Nenhum país nasce por combustão espontânea. Gerações vieram antes e são diretamente responsáveis por vários dos processos que atualmente as nações vivem.
Não se pode entender história como compartimentos que não se ligam e, pior, que não têm ascendência sobre os que se sucedem.
Dias atrás, os armênios lembravam seus mortos em 1915. As gerações atuais da Turquia nada têm a ver com a matança, mas passam a ter responsabilidade quando a negam, quando deixam de reconhecer que houve um genocídio.
Para entender o Oriente Médio hoje, é necessário voltar no tempo e estudar as fronteiras artificiais que o Império Britânico estabeleceu, conforme suas conveniências. Parte do que acontece atualmente é resultado de erros cometidos há mais de 100 anos.
Antes do surto colonialista, a África tinha mais de 10 mil nações, de diferentes etnias. Os europeus chegaram, retalharam o continente como a um boi e cada um estabeleceu limites para as nações que criaram conforme seus interesses. Naquele novo território, então, passaram a conviver inimigos figadais, que por séculos se mataram. O que houve em Ruanda foi exatamente isso.

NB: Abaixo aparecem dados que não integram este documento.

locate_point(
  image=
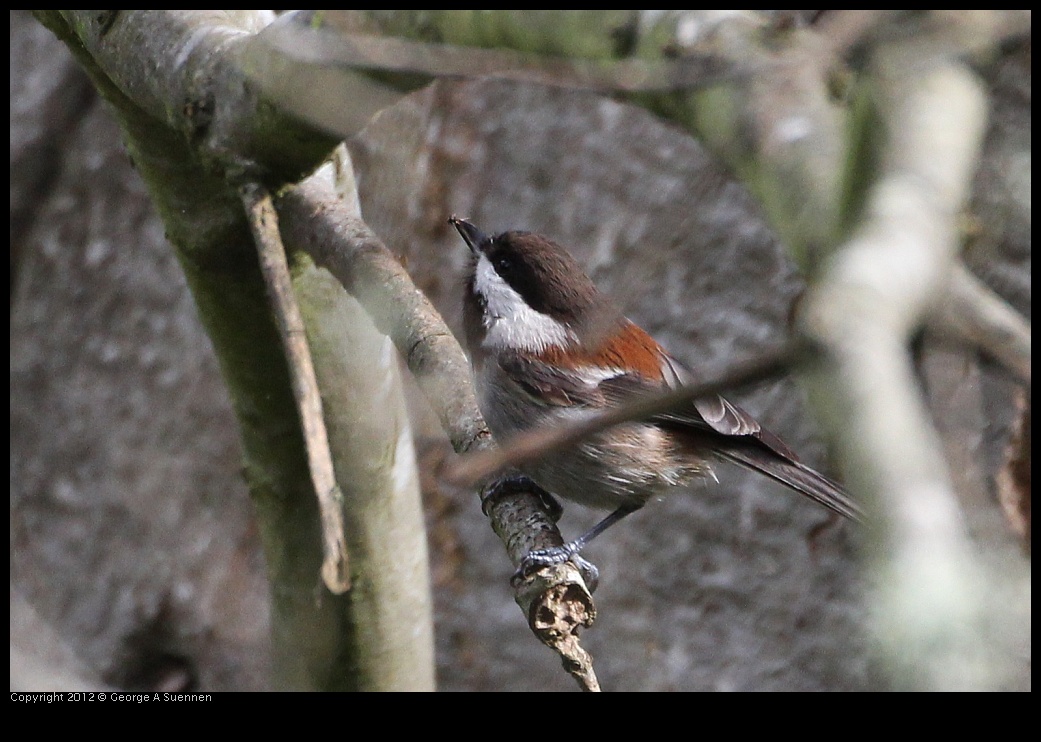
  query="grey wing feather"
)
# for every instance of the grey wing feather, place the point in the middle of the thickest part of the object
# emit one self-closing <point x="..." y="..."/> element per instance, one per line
<point x="760" y="450"/>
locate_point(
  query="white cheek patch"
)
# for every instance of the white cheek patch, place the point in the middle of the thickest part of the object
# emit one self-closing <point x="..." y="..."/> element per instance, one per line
<point x="509" y="323"/>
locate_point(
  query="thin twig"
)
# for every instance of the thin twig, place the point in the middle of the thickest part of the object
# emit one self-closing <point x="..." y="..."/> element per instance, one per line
<point x="263" y="223"/>
<point x="354" y="51"/>
<point x="972" y="311"/>
<point x="528" y="446"/>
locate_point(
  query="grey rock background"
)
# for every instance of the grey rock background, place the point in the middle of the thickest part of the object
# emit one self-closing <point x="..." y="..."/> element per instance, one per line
<point x="131" y="536"/>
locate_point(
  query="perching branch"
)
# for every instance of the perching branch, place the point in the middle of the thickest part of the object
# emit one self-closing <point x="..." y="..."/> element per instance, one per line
<point x="263" y="223"/>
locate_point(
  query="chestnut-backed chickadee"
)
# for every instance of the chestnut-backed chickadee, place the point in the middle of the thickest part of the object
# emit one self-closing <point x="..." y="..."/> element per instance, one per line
<point x="548" y="347"/>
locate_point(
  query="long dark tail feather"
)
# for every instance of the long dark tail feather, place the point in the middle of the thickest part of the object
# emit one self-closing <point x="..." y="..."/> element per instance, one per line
<point x="797" y="477"/>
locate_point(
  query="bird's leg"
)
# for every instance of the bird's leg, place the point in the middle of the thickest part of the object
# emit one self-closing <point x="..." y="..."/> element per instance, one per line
<point x="514" y="483"/>
<point x="539" y="558"/>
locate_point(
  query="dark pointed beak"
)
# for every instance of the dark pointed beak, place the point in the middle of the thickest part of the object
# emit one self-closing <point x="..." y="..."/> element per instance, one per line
<point x="471" y="234"/>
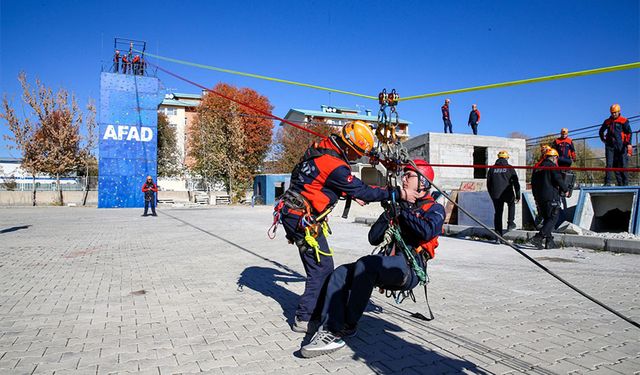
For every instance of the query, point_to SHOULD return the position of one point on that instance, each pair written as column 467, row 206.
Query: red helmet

E Portugal, o que tem a ver com o Brasil? Tudo. Certo que seria estupidez e cinismo colocar todas as culpas na colonização, que durou até um certo momento. A partir de outro, o Brasil se tornou responsável por si mesmo. E se não alterou o que estava errado, não o fez por conveniência, desinteresse, leniência e indolência. Essa é a nossa culpa.
Tudo isso, porém, está documentado. As estruturas de poder, de governo, que hoje existem no Brasil são as mesmas, como os mesmos princípios, de 400 anos atrás. Raymundo Faoro trata disso em "Os donos do poder".
O formato da sociedade brasileira, com a evolução necessária para o século 21, pouco difere daquela surgida logo a seguir à Abolição. Sérgio Buarque de Hollanda registrou isso em "Raízes do Brasil". Mesmo tendo sido escrito na década de 1930, está atualíssimo.
E as relações humanas no Brasil, com seus sistemas de convivência social, foi bem definida em "Casa grande e senzala". Gilberto Freyre pode até ser muito contestado por ter pertencido à elite pernambucana, mas ainda não surgiu um historiador de peso para desmenti-lo ou negá-lo.
Culpar Portugal por todos os males ou dizer que o pior do Brasil é o brasileiro não ajuda muito a compreender nossa situação atual. Somente infantiliza uma discussão num país politica e socialmente infantil.